Quick note, since I know we had talked about starting the new runs during the first week of October. Construction on UW campus means they are going to have to cut power to our building for about eight hours on Sunday, October 2nd. UW IT plans to gently power fatboy down on Friday September 30. Presumably, fatboy will be back up sometime Monday October 3rd, but I don't know how long powering up every machine in the physics and astronomy building will take.

Update as of September 26: UW IT will actually not begin powering down serves (like fatboy) until Saturday, October 1, so fatboy should be up all day on Friday. They anticipate everything will be back up and ready to use by 8am PDT on Monday, October 3.

We believe we have a version of the instance catalog generator which is sufficiently ready that it would be worth trying at SLAC. Rahul now has an account at SLAC but does not know which machines to log in to. Heather can do software installs from source if necessary. The normal node to use at SLAC is rhel6-64.slac.stanford.edu.

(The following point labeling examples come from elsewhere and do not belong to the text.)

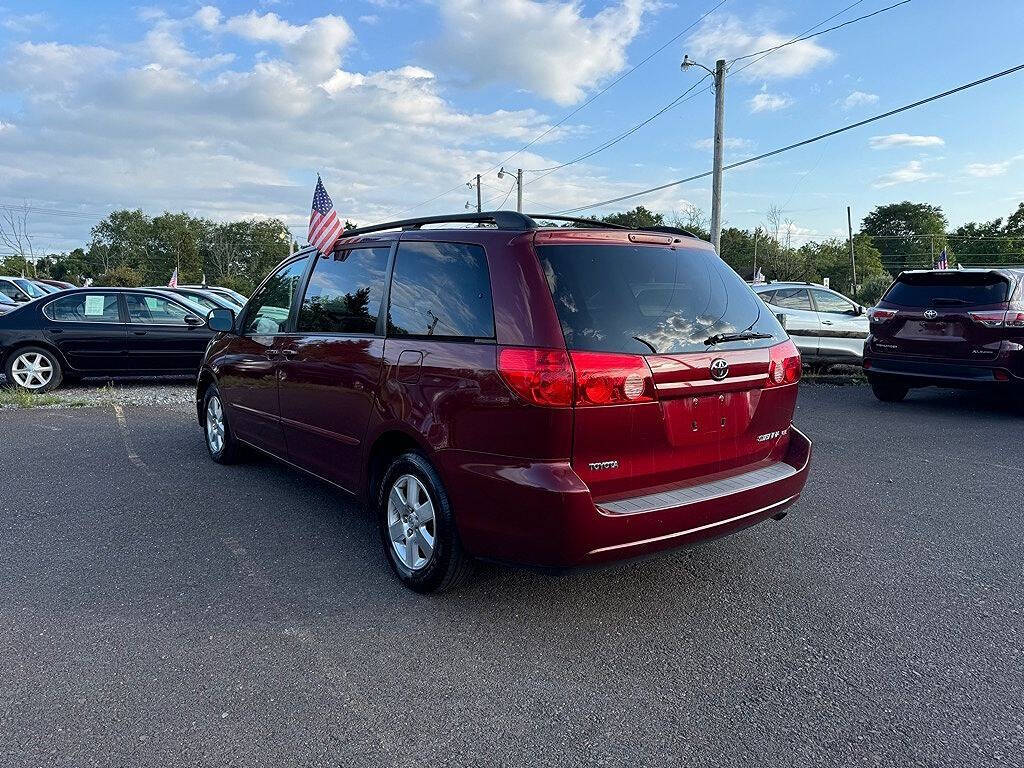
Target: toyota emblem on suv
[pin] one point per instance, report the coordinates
(719, 369)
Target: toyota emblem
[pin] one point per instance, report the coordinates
(719, 369)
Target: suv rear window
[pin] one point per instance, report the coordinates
(949, 289)
(644, 299)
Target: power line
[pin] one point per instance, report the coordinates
(682, 97)
(806, 141)
(582, 107)
(821, 32)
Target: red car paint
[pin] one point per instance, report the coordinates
(549, 484)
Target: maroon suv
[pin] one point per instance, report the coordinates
(551, 396)
(955, 328)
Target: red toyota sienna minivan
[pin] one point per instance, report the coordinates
(545, 395)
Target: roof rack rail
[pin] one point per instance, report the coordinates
(608, 225)
(501, 219)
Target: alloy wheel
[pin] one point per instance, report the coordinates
(411, 521)
(215, 425)
(32, 371)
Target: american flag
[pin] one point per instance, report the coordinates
(325, 226)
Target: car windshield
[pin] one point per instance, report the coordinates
(645, 299)
(948, 289)
(30, 288)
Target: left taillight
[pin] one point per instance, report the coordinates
(543, 377)
(783, 365)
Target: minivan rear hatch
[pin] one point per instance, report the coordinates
(664, 392)
(941, 314)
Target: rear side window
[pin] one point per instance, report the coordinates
(344, 293)
(441, 290)
(84, 307)
(793, 298)
(268, 308)
(949, 289)
(647, 299)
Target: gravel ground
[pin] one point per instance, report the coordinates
(164, 391)
(159, 609)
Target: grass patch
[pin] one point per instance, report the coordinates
(17, 397)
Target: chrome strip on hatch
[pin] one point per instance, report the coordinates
(700, 493)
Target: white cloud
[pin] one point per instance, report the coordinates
(730, 37)
(904, 139)
(730, 142)
(765, 101)
(858, 98)
(549, 48)
(912, 171)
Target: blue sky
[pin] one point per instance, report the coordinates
(230, 109)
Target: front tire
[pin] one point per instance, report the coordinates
(417, 526)
(220, 442)
(888, 390)
(34, 370)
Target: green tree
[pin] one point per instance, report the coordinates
(906, 233)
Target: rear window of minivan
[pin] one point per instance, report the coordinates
(647, 299)
(948, 289)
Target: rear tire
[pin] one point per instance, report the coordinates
(417, 527)
(888, 390)
(220, 442)
(34, 370)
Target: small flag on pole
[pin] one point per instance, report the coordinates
(325, 226)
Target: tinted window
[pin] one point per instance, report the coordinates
(155, 310)
(638, 299)
(84, 307)
(268, 308)
(948, 289)
(829, 302)
(344, 293)
(440, 289)
(793, 298)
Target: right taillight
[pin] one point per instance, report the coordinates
(783, 365)
(881, 315)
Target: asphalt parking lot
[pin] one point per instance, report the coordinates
(159, 609)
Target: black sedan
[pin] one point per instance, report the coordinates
(101, 332)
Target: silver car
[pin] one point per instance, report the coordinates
(825, 326)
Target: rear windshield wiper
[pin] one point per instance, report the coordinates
(719, 338)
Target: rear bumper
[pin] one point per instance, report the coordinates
(543, 514)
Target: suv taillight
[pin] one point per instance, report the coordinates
(783, 365)
(999, 318)
(609, 379)
(881, 315)
(552, 378)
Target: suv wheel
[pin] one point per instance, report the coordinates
(417, 526)
(34, 369)
(219, 440)
(888, 390)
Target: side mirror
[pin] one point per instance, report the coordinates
(220, 320)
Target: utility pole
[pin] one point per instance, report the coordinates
(853, 258)
(716, 184)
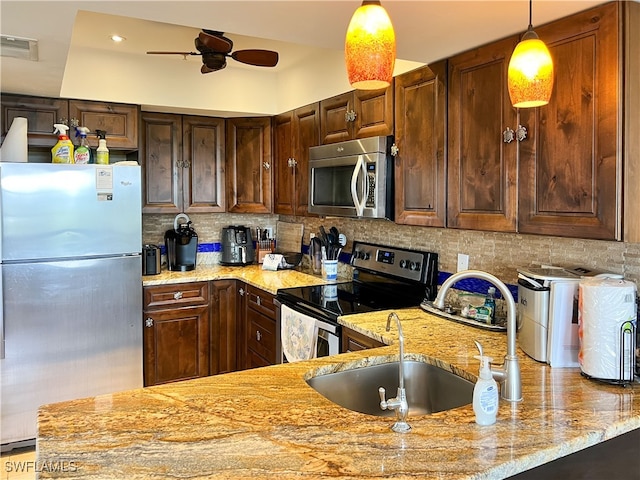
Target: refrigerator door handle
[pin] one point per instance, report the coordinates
(1, 316)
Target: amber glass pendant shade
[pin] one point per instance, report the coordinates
(530, 75)
(370, 47)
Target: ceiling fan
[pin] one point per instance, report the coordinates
(214, 48)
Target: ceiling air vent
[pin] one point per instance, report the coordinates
(18, 47)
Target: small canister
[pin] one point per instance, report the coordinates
(150, 259)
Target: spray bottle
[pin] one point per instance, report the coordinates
(485, 392)
(62, 151)
(102, 153)
(83, 152)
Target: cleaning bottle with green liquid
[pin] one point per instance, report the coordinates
(62, 151)
(102, 152)
(82, 154)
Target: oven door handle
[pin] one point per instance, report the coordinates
(359, 203)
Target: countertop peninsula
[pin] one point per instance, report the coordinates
(268, 423)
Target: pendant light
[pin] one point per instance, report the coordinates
(370, 47)
(530, 77)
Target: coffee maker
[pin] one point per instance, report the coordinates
(182, 245)
(237, 246)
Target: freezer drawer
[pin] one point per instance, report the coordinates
(72, 329)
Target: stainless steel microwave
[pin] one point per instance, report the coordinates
(352, 178)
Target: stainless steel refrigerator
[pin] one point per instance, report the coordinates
(70, 317)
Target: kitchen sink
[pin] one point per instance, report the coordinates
(429, 388)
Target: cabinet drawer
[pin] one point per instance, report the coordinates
(176, 295)
(261, 301)
(261, 335)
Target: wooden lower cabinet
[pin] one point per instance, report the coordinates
(259, 328)
(224, 327)
(353, 341)
(199, 329)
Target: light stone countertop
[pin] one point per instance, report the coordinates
(268, 423)
(268, 280)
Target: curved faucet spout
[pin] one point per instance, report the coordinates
(509, 374)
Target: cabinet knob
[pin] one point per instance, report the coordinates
(521, 133)
(508, 135)
(350, 116)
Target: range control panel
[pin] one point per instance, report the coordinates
(399, 262)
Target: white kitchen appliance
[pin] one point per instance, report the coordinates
(607, 325)
(71, 295)
(548, 313)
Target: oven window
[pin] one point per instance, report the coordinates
(332, 186)
(323, 343)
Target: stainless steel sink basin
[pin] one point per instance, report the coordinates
(430, 389)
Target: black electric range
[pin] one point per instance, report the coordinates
(384, 278)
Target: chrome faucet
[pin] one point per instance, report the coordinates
(399, 403)
(508, 375)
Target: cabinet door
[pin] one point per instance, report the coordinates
(261, 339)
(306, 128)
(203, 180)
(283, 174)
(160, 150)
(420, 176)
(41, 113)
(374, 112)
(570, 165)
(249, 165)
(176, 344)
(335, 124)
(224, 331)
(482, 169)
(119, 120)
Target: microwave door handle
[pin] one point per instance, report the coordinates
(360, 165)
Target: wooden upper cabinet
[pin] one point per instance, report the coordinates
(248, 165)
(41, 113)
(203, 157)
(420, 122)
(357, 114)
(294, 133)
(119, 120)
(570, 164)
(160, 152)
(183, 163)
(482, 168)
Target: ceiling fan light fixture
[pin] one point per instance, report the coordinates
(370, 47)
(530, 73)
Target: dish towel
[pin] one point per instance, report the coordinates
(299, 335)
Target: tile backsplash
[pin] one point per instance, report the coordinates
(497, 253)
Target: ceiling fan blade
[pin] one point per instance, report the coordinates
(173, 53)
(260, 58)
(216, 43)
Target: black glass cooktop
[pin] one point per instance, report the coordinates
(352, 297)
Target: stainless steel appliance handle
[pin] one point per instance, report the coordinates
(359, 203)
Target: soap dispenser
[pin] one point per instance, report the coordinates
(485, 392)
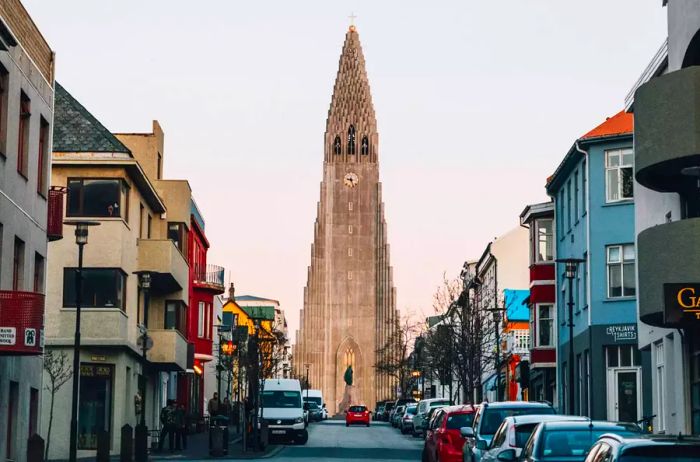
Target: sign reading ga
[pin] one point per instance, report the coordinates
(681, 303)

Rahul will create a setup script for generating instance catalogs.

PhoSim Pipeline Preparation

Discussion here (#315), epic to follow (Tom).

Phosim preparation, studying internal phosim check-pointing mechanism. It is not adequate to solve our issues, since time is not evenly spread among jobs. Not clear this is a high priority for phosim team. We could decide to just go ahead and accept that some jobs will fail for lack of time (as for Run 1).

We could also look into dmtcp as a different mechanism for handling checkpointing. Heather is going to look into this. Unlikely to be ready on a very short timescale.

Should we consider other options like dropping moon? Rahul makes the sensible suggestion that we should consider removing it for visits that we would not otherwise be able to run to completion.